Monday, February 20, 2012

perspective

sometimes you just have to get everything out of your head in order to see straight. Its like all the stuff in there creates a fog that prevents me from seeing clearly. When it stays in my head it stews, like crazy stew, but when I get it out I realize its usually a bunch of junk.

The economy isn't safe and how do I react? Out of fear. I go back and wish I had negotiated, stood up for myself. I wasn't thinking clearly because I was thinking in fear. I claim faith and trust as pillars of my life but how often do I act on them. It's more about talking the talk instead of walking the walk. I have examples of God's faithfulness but every time a challenge is posed it's like I'm back at square one. I guess that's the human condition of forgetfulness that we are all equipped with. I wish I had a new manual.

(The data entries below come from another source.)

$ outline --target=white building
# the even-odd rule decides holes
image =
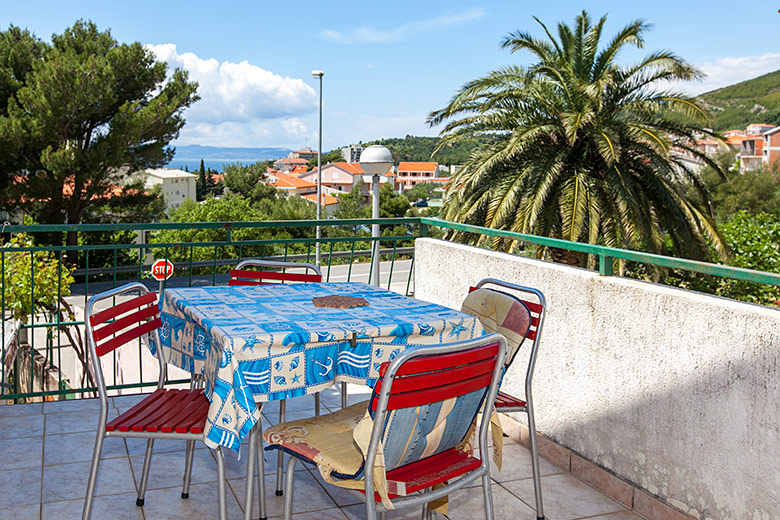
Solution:
[[[341,157],[345,162],[360,162],[360,154],[363,153],[363,145],[351,144],[341,149]]]
[[[151,168],[145,170],[147,174],[145,185],[147,188],[162,186],[162,194],[165,196],[165,213],[181,206],[187,199],[196,200],[195,180],[197,175],[182,170],[169,170],[166,168]]]

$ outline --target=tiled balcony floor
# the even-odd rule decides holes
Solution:
[[[364,389],[350,389],[350,403],[365,399]],[[112,414],[132,406],[138,397],[111,400]],[[326,409],[340,403],[335,389],[323,392]],[[288,419],[313,415],[311,397],[288,401]],[[89,461],[97,423],[97,399],[0,406],[0,518],[13,520],[71,520],[80,518]],[[266,426],[275,423],[278,405],[263,409]],[[196,451],[190,498],[182,500],[183,441],[157,441],[146,492],[146,505],[136,507],[145,440],[106,439],[100,466],[93,518],[96,519],[214,519],[217,518],[217,467],[211,452],[200,444]],[[228,517],[243,518],[246,455],[225,455],[228,478]],[[281,517],[282,499],[273,493],[276,453],[265,455],[268,516]],[[351,493],[325,484],[316,469],[298,465],[293,518],[298,520],[359,519],[363,506]],[[546,517],[550,520],[640,520],[614,500],[541,461]],[[504,439],[504,468],[492,472],[497,520],[534,520],[533,481],[528,450]],[[258,516],[255,499],[255,518]],[[465,489],[450,497],[447,518],[482,518],[480,489]],[[419,518],[419,510],[388,513],[390,519]],[[443,518],[441,515],[439,518]]]

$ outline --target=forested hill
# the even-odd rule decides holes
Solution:
[[[743,129],[751,123],[780,126],[780,70],[697,98],[713,116],[719,132]]]
[[[471,139],[463,143],[447,146],[439,150],[433,157],[431,157],[431,154],[436,145],[439,144],[438,137],[414,137],[407,135],[403,139],[380,139],[366,143],[364,146],[370,144],[386,146],[392,152],[396,164],[400,161],[436,161],[439,164],[450,165],[463,164],[472,151],[488,141],[488,138]]]

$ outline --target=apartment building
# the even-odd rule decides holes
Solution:
[[[187,199],[196,200],[195,181],[198,178],[197,175],[167,168],[151,168],[145,170],[144,173],[147,174],[145,181],[147,188],[162,186],[166,214],[181,206]]]

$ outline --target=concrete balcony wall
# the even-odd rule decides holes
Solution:
[[[414,268],[453,308],[486,277],[544,292],[538,431],[694,517],[780,518],[780,311],[428,238]]]

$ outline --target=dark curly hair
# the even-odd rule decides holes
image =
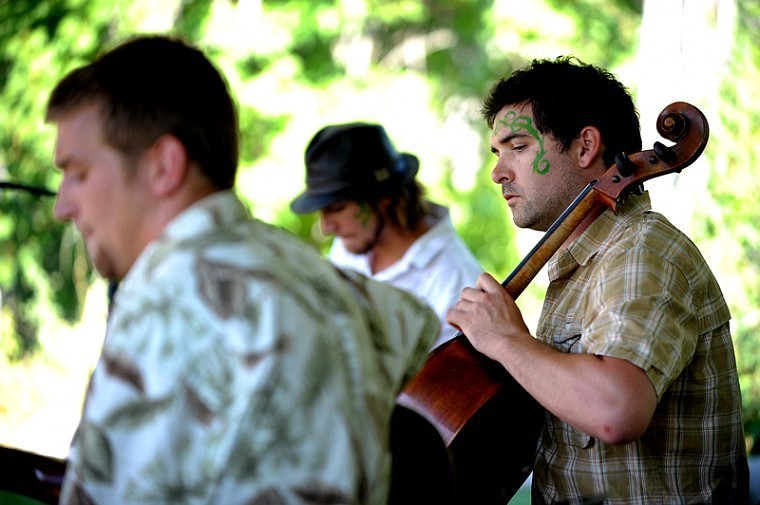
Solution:
[[[505,106],[516,104],[530,105],[538,131],[564,149],[585,126],[598,128],[608,166],[620,152],[641,150],[639,114],[628,90],[610,72],[574,56],[533,60],[499,80],[481,109],[488,127]]]

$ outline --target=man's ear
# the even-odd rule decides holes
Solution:
[[[578,141],[578,165],[581,168],[595,166],[604,153],[602,134],[599,129],[595,126],[584,127],[578,134]]]
[[[162,135],[150,147],[150,185],[156,195],[166,196],[182,187],[187,177],[187,150],[174,135]]]
[[[390,196],[381,196],[377,199],[377,210],[379,210],[382,214],[386,214],[388,212],[388,207],[391,205],[391,197]]]

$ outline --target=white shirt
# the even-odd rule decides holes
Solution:
[[[434,225],[400,260],[375,274],[370,255],[349,252],[342,240],[333,240],[329,259],[340,268],[392,284],[427,302],[441,321],[436,347],[456,335],[456,329],[446,322],[446,311],[459,300],[462,288],[474,286],[484,270],[457,234],[446,207],[431,204],[429,217]]]

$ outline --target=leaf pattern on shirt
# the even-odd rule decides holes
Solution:
[[[275,350],[277,351],[277,349]],[[270,352],[247,352],[243,353],[240,358],[243,360],[243,364],[246,368],[255,368],[256,365],[261,363],[261,360],[266,358]]]
[[[198,459],[193,440],[182,435],[170,438],[171,453],[140,469],[137,478],[128,483],[126,501],[146,505],[212,503],[209,494],[218,476],[209,475],[209,465]]]
[[[69,505],[98,505],[79,482],[74,484],[74,493],[70,498]]]
[[[256,494],[246,505],[287,505],[287,500],[274,488],[267,488]]]
[[[295,337],[283,338],[291,340]],[[324,348],[322,352],[306,357],[301,370],[297,372],[305,383],[305,387],[298,391],[299,403],[305,402],[304,405],[309,408],[322,388],[330,387],[329,382],[340,375],[335,373],[334,367],[342,357],[339,350],[335,348]]]
[[[84,477],[95,482],[111,482],[113,451],[105,433],[96,424],[86,422],[80,437]]]
[[[229,319],[249,305],[245,278],[238,269],[199,256],[195,270],[201,296],[220,318]]]
[[[287,340],[282,337],[281,340]],[[321,355],[320,355],[321,356]],[[232,478],[256,480],[260,474],[272,472],[274,468],[288,468],[294,464],[301,467],[313,466],[319,468],[324,464],[322,459],[307,461],[299,451],[304,443],[315,436],[310,430],[309,410],[306,408],[319,398],[320,394],[329,391],[325,385],[325,371],[334,369],[334,362],[324,359],[323,363],[307,364],[304,371],[285,370],[281,367],[274,368],[267,376],[267,380],[261,385],[259,394],[252,399],[251,412],[256,412],[255,418],[250,420],[250,430],[241,432],[237,447],[232,451],[225,473]],[[314,368],[312,368],[314,367]],[[308,391],[291,389],[287,384],[294,381],[286,380],[286,377],[297,375],[308,383]],[[332,376],[332,373],[328,373]],[[288,395],[283,395],[287,390]],[[291,410],[293,404],[303,405],[305,408],[300,414],[294,414]],[[300,407],[299,407],[300,408]],[[238,448],[240,450],[238,450]],[[267,466],[261,467],[261,454],[267,455]],[[274,496],[266,495],[267,498],[275,499]],[[262,502],[267,503],[267,502]],[[278,503],[278,502],[272,502]]]
[[[114,410],[105,420],[109,426],[135,428],[147,424],[165,412],[172,403],[170,396],[141,399],[138,403],[127,403]]]
[[[176,286],[158,283],[151,288],[150,296],[122,303],[120,310],[114,312],[103,352],[118,354],[115,349],[123,348],[138,354],[158,352],[171,362],[178,348],[187,344],[188,334],[202,335],[208,331],[201,315],[177,303],[183,293]],[[161,328],[160,335],[156,334],[156,328]],[[151,350],[154,345],[159,347]]]
[[[332,489],[319,482],[308,487],[297,487],[294,491],[304,503],[313,505],[346,505],[350,501],[339,489]]]
[[[377,311],[372,310],[370,303],[371,295],[367,290],[366,283],[369,280],[368,277],[351,275],[347,271],[343,271],[339,268],[335,268],[340,277],[346,281],[346,284],[356,293],[356,300],[362,303],[364,310],[364,316],[367,319],[367,326],[370,329],[370,335],[374,337],[374,344],[377,350],[380,352],[390,349],[390,342],[387,339],[380,338],[384,336],[382,331],[378,331],[378,328],[382,327],[382,324],[378,321],[379,314]],[[402,295],[403,296],[403,295]]]
[[[241,315],[251,307],[246,286],[252,279],[282,285],[282,280],[269,269],[244,269],[203,255],[198,255],[195,270],[201,297],[221,319]]]
[[[187,400],[190,413],[201,424],[209,425],[214,420],[214,411],[208,405],[203,403],[200,395],[187,384],[182,388]]]
[[[348,285],[355,293],[354,298],[358,303],[362,304],[365,310],[367,326],[371,328],[369,335],[372,338],[373,347],[378,351],[382,358],[380,360],[380,372],[383,373],[386,380],[390,381],[391,383],[397,381],[397,372],[392,368],[382,365],[384,360],[388,360],[389,362],[396,361],[397,353],[402,351],[396,345],[394,345],[394,341],[389,338],[389,326],[408,328],[423,323],[424,326],[421,328],[421,334],[430,335],[437,334],[439,332],[440,328],[438,320],[425,319],[417,316],[415,316],[415,318],[407,317],[406,314],[414,313],[414,311],[409,311],[408,309],[410,307],[417,306],[420,301],[415,295],[412,295],[411,293],[407,293],[405,291],[399,291],[397,293],[397,296],[399,296],[401,299],[406,299],[406,303],[397,304],[395,308],[389,307],[387,309],[388,312],[378,310],[378,307],[382,307],[383,305],[383,300],[381,298],[383,294],[375,291],[377,287],[374,281],[368,277],[350,270],[342,270],[336,268],[336,271],[345,281],[346,285]],[[379,299],[378,295],[380,296]],[[393,314],[393,324],[390,324],[391,321],[387,320],[389,313]],[[412,351],[410,355],[416,356],[416,359],[420,360],[419,363],[422,363],[424,357],[427,356],[429,348],[429,342],[427,342],[425,339],[418,339],[416,341],[415,348],[409,350]],[[412,367],[407,373],[404,373],[401,377],[401,383],[406,383],[414,375],[415,370],[416,368]]]
[[[212,330],[207,330],[208,332]],[[230,355],[223,346],[203,347],[187,363],[183,374],[183,393],[194,417],[203,424],[208,424],[218,412],[222,412],[235,401],[234,366]]]
[[[299,486],[291,490],[305,505],[346,505],[349,498],[339,489],[331,489],[319,482]],[[247,505],[288,505],[290,500],[277,488],[267,488],[257,493]]]
[[[137,366],[132,363],[128,356],[122,354],[111,355],[106,350],[103,350],[102,361],[106,372],[110,375],[130,384],[140,393],[145,390],[140,370],[138,370]]]

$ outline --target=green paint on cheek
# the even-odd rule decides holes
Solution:
[[[359,204],[359,211],[354,215],[356,219],[359,220],[359,222],[362,225],[362,228],[367,228],[369,226],[369,220],[372,217],[372,211],[369,208],[369,205],[362,202]]]
[[[549,160],[545,158],[546,149],[544,149],[544,136],[533,125],[533,119],[529,116],[518,116],[516,112],[508,112],[502,119],[496,122],[493,127],[494,134],[499,128],[509,128],[512,133],[527,132],[528,135],[538,142],[538,152],[533,159],[533,171],[537,174],[545,174],[551,168]]]

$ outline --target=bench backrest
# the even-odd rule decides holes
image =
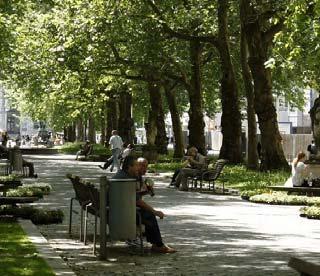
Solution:
[[[90,182],[83,181],[79,176],[68,174],[67,177],[70,179],[76,199],[79,201],[81,206],[84,206],[91,202],[89,196],[89,187],[93,186]]]
[[[213,166],[213,169],[211,171],[211,177],[213,180],[216,180],[222,170],[223,170],[223,167],[228,163],[228,160],[227,159],[218,159],[217,162],[214,164]]]

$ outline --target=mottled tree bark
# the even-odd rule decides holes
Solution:
[[[168,143],[160,88],[158,83],[148,83],[150,110],[148,123],[146,124],[146,136],[149,145],[157,145],[159,153],[167,153]]]
[[[63,129],[64,137],[67,142],[75,142],[76,140],[76,128],[75,124],[68,125]]]
[[[76,141],[77,142],[82,142],[84,141],[84,127],[83,127],[83,121],[82,118],[79,118],[77,120],[77,124],[76,124]]]
[[[178,106],[173,89],[169,84],[164,85],[165,95],[169,106],[169,111],[172,121],[172,129],[174,135],[174,154],[175,158],[181,158],[184,155],[184,145],[182,137],[182,128],[180,122],[180,115],[178,112]]]
[[[118,130],[119,107],[117,98],[110,95],[107,101],[107,132],[106,141],[109,142],[112,130]]]
[[[253,79],[248,65],[248,47],[245,33],[241,28],[241,68],[242,79],[247,98],[247,122],[248,122],[248,160],[247,167],[257,170],[259,168],[259,159],[257,152],[257,121],[254,110],[254,91]]]
[[[238,99],[238,87],[230,56],[228,35],[228,3],[218,1],[218,50],[222,69],[222,146],[219,158],[228,159],[230,163],[242,161],[241,155],[241,114]]]
[[[201,43],[190,41],[190,60],[191,60],[191,80],[187,85],[189,95],[189,145],[195,146],[200,153],[205,154],[205,137],[202,108],[202,87],[201,87]]]
[[[90,141],[90,143],[96,143],[95,120],[92,114],[89,115],[88,119],[88,140]]]
[[[248,42],[249,66],[254,80],[254,104],[261,131],[261,169],[289,169],[273,104],[271,72],[265,66],[272,39],[280,25],[263,27],[266,24],[261,21],[261,14],[255,10],[251,1],[247,0],[241,0],[241,20]]]
[[[120,93],[119,100],[119,135],[126,144],[132,144],[134,138],[134,122],[131,116],[132,95]]]

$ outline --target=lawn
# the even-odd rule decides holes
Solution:
[[[0,275],[53,276],[18,223],[0,222]]]
[[[161,162],[150,164],[149,170],[151,172],[171,171],[181,168],[181,162]],[[216,160],[212,160],[210,167]],[[239,191],[252,191],[252,190],[265,190],[267,186],[283,185],[290,172],[273,171],[273,172],[260,172],[248,170],[243,165],[226,165],[219,176],[216,184],[219,186],[224,182],[225,187],[237,189]]]

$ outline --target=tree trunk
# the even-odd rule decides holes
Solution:
[[[190,41],[191,80],[187,86],[189,95],[189,145],[206,154],[201,88],[201,43]]]
[[[119,135],[126,144],[133,143],[134,122],[131,116],[132,95],[128,92],[120,93],[119,101]]]
[[[173,89],[170,88],[169,84],[166,84],[164,86],[164,89],[165,89],[165,95],[167,98],[169,111],[171,115],[172,129],[173,129],[173,135],[174,135],[173,157],[181,158],[184,155],[184,145],[183,145],[182,128],[181,128],[180,116],[178,112],[177,101],[173,93]]]
[[[254,110],[254,92],[253,80],[248,65],[248,47],[246,36],[241,28],[241,68],[244,88],[247,98],[247,122],[248,122],[248,160],[247,167],[252,170],[259,168],[258,152],[257,152],[257,121]]]
[[[162,104],[162,95],[161,95],[161,87],[159,86],[158,95],[154,95],[153,105],[157,105],[158,107],[158,116],[157,116],[157,136],[155,144],[157,145],[158,153],[160,154],[168,154],[168,137],[166,132],[166,124],[164,121],[164,111]]]
[[[109,96],[107,102],[107,133],[106,141],[109,142],[112,130],[118,130],[119,108],[118,101],[114,95]]]
[[[67,142],[74,142],[76,140],[75,124],[68,125],[63,129],[64,137]]]
[[[157,145],[159,151],[161,152],[164,147],[164,144],[166,143],[166,138],[165,140],[163,139],[163,129],[160,128],[161,132],[158,129],[159,126],[161,127],[161,122],[159,124],[158,121],[164,121],[160,86],[156,83],[149,82],[148,91],[150,98],[150,110],[148,116],[148,123],[146,124],[147,143],[149,145]]]
[[[77,142],[82,142],[84,141],[84,128],[83,128],[83,121],[82,118],[79,118],[77,120],[77,125],[76,125],[76,141]]]
[[[102,116],[100,119],[100,127],[101,127],[100,144],[104,145],[104,142],[106,140],[106,118],[104,116],[104,111],[101,113],[102,113]]]
[[[251,1],[241,0],[241,20],[249,49],[249,66],[254,80],[255,110],[261,132],[262,170],[289,169],[282,149],[277,113],[273,104],[272,81],[265,67],[272,39],[259,21],[258,12]]]
[[[95,121],[92,114],[89,115],[88,119],[88,140],[90,143],[96,143],[96,128],[95,128]]]
[[[230,56],[228,38],[228,1],[218,1],[218,38],[221,62],[221,102],[222,102],[222,146],[219,158],[230,163],[240,163],[241,154],[241,114],[239,109],[238,87]]]

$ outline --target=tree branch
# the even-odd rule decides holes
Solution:
[[[142,76],[142,75],[132,76],[132,75],[127,75],[125,73],[115,74],[115,73],[106,72],[106,75],[113,76],[113,77],[121,77],[121,78],[125,78],[128,80],[137,80],[137,81],[146,81],[146,82],[159,82],[160,81],[159,79],[154,79],[151,77],[146,77],[146,76]]]
[[[263,33],[263,38],[266,43],[271,43],[275,34],[280,32],[284,26],[284,18],[281,18],[277,24],[272,25],[267,31]]]
[[[170,28],[170,26],[166,23],[165,18],[163,17],[160,9],[155,5],[153,0],[145,0],[147,4],[152,8],[153,12],[158,16],[160,19],[160,24],[163,28],[163,31],[170,35],[171,37],[175,37],[181,40],[187,40],[187,41],[201,41],[205,43],[210,43],[213,44],[214,46],[218,46],[218,39],[216,36],[211,35],[211,36],[194,36],[190,34],[186,34],[184,32],[177,32]]]

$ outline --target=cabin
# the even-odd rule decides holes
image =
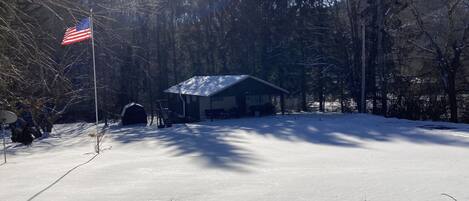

I pick at every aspect of my life and I'm not satisfied. I get into these places of looking at my life and not hitting my own standards. I know I'm my worst critic and I need to just take life on life's terms. Sometimes I feel like a 3 year old because things aren't going my way. Me, me, me. And I blame other people for being selfish.

It was nice to be validated tonight. I have to take stock and take satisfaction in that. Listen and apply my own words of wisdom. Live in the light, love, and peace. Seize the blessings I have and laugh a little. My circumstances will never be enough. I need to let them go.